Certainly, the Ivy League isn’t what it was in the 1960s or even in the 1970s, when Princeton had Bill Bradley and the Hummer brothers and Chris Thomforde, and Penn had Craig Littlepage, Dave Wohl,
Steve Bilsky, Bob Morse, Phil Hankinson, and Tony Price. In 1965, Princeton reached the Final Four. In 1979, Penn equaled the feat. No Ivy League team is likely to get that far any time soon. But that doesn’t mean the intensity in the league is any less or the games less fun.

In another life one suspects that Carril was Yoda, the diminutive
Star Wars
Jedi who taught Luke Skywalker about The Force and how to use it.

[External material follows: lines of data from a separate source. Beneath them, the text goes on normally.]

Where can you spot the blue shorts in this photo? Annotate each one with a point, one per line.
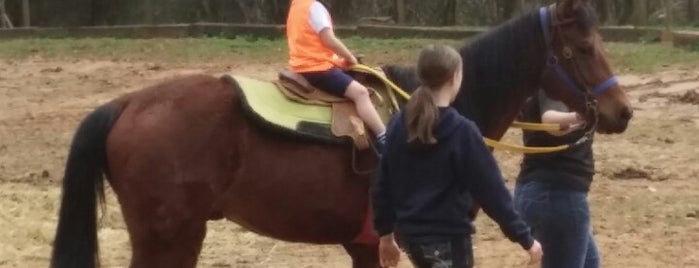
(334, 81)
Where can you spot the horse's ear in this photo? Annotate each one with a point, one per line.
(569, 6)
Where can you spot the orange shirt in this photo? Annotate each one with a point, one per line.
(307, 52)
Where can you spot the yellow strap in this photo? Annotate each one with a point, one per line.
(523, 149)
(536, 126)
(490, 142)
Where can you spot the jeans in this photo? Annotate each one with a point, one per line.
(454, 253)
(560, 221)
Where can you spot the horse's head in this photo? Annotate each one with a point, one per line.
(577, 71)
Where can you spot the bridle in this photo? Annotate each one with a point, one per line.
(548, 19)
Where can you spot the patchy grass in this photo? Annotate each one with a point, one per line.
(626, 58)
(648, 58)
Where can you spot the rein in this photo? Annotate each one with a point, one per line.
(549, 19)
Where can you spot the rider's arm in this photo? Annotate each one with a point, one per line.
(330, 40)
(322, 24)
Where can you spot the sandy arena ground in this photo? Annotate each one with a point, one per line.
(645, 198)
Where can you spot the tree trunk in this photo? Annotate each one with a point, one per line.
(691, 11)
(640, 12)
(669, 16)
(450, 13)
(26, 21)
(5, 21)
(400, 11)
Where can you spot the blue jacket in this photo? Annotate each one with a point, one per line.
(425, 191)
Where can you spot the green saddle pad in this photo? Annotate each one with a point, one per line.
(266, 106)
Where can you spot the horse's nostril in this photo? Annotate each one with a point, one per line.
(626, 113)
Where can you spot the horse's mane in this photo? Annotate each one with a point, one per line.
(502, 67)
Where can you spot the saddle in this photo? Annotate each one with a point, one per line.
(292, 106)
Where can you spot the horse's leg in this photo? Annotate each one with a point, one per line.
(363, 255)
(177, 245)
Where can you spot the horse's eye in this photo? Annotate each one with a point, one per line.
(586, 50)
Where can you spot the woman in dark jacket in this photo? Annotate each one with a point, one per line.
(434, 164)
(551, 190)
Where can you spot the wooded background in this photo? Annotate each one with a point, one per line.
(57, 13)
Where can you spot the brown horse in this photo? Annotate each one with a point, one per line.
(181, 153)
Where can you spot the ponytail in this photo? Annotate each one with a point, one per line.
(436, 65)
(421, 114)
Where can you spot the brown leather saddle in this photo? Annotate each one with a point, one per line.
(345, 120)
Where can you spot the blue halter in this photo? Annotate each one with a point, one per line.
(552, 63)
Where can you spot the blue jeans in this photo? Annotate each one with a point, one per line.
(560, 221)
(454, 253)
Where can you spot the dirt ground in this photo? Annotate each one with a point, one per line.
(645, 198)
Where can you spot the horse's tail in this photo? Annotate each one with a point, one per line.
(75, 244)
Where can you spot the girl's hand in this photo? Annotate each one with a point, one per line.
(389, 253)
(535, 253)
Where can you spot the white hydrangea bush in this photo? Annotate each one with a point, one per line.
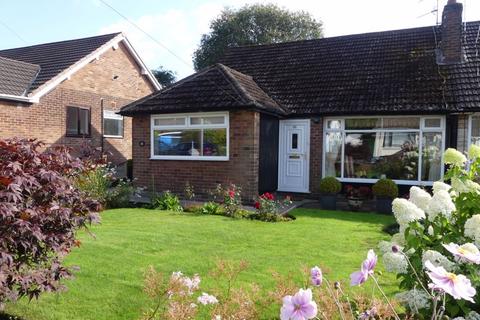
(441, 227)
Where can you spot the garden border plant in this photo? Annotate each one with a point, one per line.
(40, 212)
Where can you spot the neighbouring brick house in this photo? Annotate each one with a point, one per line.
(280, 117)
(70, 91)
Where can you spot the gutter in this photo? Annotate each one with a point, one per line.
(18, 98)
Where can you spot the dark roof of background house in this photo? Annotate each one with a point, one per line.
(16, 77)
(55, 57)
(214, 88)
(380, 72)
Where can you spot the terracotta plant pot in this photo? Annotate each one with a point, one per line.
(355, 203)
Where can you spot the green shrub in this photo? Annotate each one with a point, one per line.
(385, 188)
(101, 184)
(211, 208)
(330, 185)
(119, 195)
(95, 183)
(166, 201)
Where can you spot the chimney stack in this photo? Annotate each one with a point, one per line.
(450, 50)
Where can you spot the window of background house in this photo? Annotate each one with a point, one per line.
(475, 130)
(190, 136)
(78, 121)
(112, 124)
(406, 149)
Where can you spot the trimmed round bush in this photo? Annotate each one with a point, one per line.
(385, 188)
(330, 185)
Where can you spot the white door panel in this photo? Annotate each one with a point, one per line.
(294, 145)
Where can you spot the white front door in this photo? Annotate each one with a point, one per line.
(293, 155)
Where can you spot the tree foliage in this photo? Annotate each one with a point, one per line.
(40, 211)
(253, 25)
(164, 76)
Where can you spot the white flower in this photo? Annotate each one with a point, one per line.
(415, 299)
(467, 252)
(438, 260)
(472, 228)
(386, 246)
(454, 157)
(399, 238)
(206, 299)
(465, 186)
(430, 230)
(441, 204)
(438, 185)
(474, 151)
(420, 197)
(395, 262)
(406, 212)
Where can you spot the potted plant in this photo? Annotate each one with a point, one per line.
(329, 188)
(385, 190)
(356, 196)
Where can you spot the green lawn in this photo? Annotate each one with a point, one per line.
(109, 283)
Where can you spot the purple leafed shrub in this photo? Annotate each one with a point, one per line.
(40, 211)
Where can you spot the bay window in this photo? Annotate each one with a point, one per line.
(405, 149)
(190, 136)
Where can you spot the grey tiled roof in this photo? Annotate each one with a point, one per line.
(16, 77)
(381, 72)
(214, 88)
(55, 57)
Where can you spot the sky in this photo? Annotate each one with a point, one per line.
(179, 24)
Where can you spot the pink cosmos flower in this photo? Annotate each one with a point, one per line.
(467, 252)
(458, 286)
(299, 307)
(368, 265)
(316, 276)
(206, 299)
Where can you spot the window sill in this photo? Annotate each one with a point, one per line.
(186, 158)
(399, 182)
(78, 136)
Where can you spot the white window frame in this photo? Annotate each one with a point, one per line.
(110, 114)
(422, 129)
(188, 125)
(470, 129)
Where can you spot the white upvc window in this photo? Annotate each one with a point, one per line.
(190, 136)
(473, 130)
(406, 149)
(112, 124)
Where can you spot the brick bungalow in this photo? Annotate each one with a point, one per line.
(280, 117)
(68, 92)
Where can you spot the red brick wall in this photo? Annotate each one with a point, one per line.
(241, 169)
(316, 147)
(46, 120)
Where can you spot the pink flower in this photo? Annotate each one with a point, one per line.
(206, 299)
(316, 276)
(368, 265)
(458, 286)
(299, 307)
(467, 252)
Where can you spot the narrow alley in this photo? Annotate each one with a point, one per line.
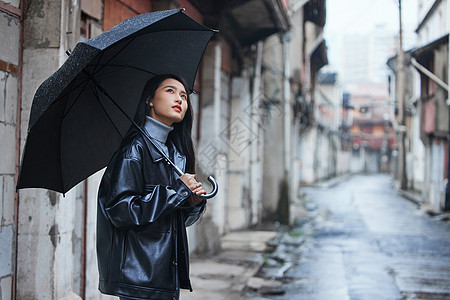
(364, 240)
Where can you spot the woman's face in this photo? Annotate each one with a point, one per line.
(169, 105)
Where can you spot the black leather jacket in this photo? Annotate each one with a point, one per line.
(141, 223)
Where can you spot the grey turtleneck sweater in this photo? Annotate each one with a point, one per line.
(159, 132)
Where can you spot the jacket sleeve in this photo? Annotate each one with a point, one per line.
(193, 213)
(126, 205)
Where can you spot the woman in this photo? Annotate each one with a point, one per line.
(144, 206)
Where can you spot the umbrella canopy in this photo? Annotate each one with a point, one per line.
(81, 113)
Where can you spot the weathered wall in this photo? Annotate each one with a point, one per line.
(9, 67)
(45, 254)
(271, 121)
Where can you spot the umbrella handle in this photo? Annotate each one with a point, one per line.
(213, 192)
(211, 180)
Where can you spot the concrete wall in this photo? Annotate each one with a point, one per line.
(9, 67)
(271, 122)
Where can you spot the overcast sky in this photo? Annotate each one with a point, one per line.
(345, 17)
(350, 16)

In his blue sweater, Carril waddles around, scrunching up his face in anger when his Jedi screw up.

No game in the Palestra can really get underway until the traditional throwing of streamers after the first basket by the Philadelphia team is complete. Hassan Duncombe (pronounced
Dunk-em
), a huge Penn freshman from Brooklyn, scores the first basket, and the blue-and-red streamers come from everywhere.

But this is, after all, the Ivy League, and no self-respecting Ivy League school is going to come to a game as big as this one without an answer for a bunch of streamers. So, when Princeton freshman Kit Mueller ties the game, the Princeton fans pelt the court with blue-and-orange marshmallows. Take that, Big Five.